As part of the process, a silicon nitride buffer layer is deposited onto the silicon wafer, which is then patterned with arrays of holes ready for selective epi-growth of the dislocation-free GaN nanowires. Once the nanowires are grown, sidewall epi-growth then takes place to widen the nanowires until these almost impinge on each other, giving a coalesced GaN layer.
“We're 'reshuffling' the material via epitaxial growth to fill the voids and give us this planar film,” says Björk. “If you do this properly, you get very few dislocations.”
Excitingly, the Hexagem chief executive officer reckons he and colleagues will grow layers as thick as 10 micron on silicon wafers this year, which is sufficient for the fabrication of the high voltage vertical GaN devices that many in industry have been chasing for some time. “We also think we'll be able to use thinner and lower quality buffer layers to grow our wires on top - this will also save costs,” he adds.
GaN with a difference
Vertical GaN devices are not new. Thanks to the promise of extremely efficient devices that can switch at higher frequencies than conventional lateral devices and operate at very high voltages, myriad researchers have been developing vertical GaN semiconductors with a handful of businesses racing to get the technology to market. US-based NexGen Power Systems, for one, is growing low defect-density epi-layers onto bulk GaN substrates.
However, Björk believes that Hexagem's approach is unique. “We are working with silicon substrates in combination with the unique nanowire coalescence - I doubt anyone else is doing this,” he highlights.”
“Of course, we use lithography and patterning that isn't standard in epitaxy but cost-wise we will compensate by using those less thick buffer layers on the silicon,” he says.“This is not a cost-play game for us – it's about quality... and once we get to larger wafer size we could be even cheaper, although this remains to be seen.”
Hexagem has been working with 50 mm wafers but trials on 150 mm wafers are currently underway. According to Björk, the company is also in discussions with several 'big industrial players' on scaling the technology. Indeed, the company has links with Infineon and Bosch through other EU-funded projects, UltimateGaN and YESvGaN.

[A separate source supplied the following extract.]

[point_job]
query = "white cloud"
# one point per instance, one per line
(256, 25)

“Commercial scale today is 150 mm but we also want to go for 200 mm wafers,” says Björk. “It's still a couple of years away but we're really pushing for the current 150 mm demonstration right now... Thanks to our unique strain compensation methods we think we can enable at least 10 micron thick layers on these larger wafer sizes, and this could take us to 1200V vertical devices.”
Looking forward, Björk says Hexagem has no plans to build production facilities but intends to licence its technology to industry heavyweights. He expects power electronics markets, including electric vehicles, will be the first stop for his GaN-on-silicon wafers but is also interested in fabricating materials for RF and optoelectronics applications. And ever-thicker layers are also on the horizon.
“We'll keep on improving quality and enabling thicker layers,”he says. “We can use our technology to also grown on SiC and sapphire wafers but there could opportunities to transfer layers to, say, a metal contact or other substrates – there are a lot of interesting things to look at.”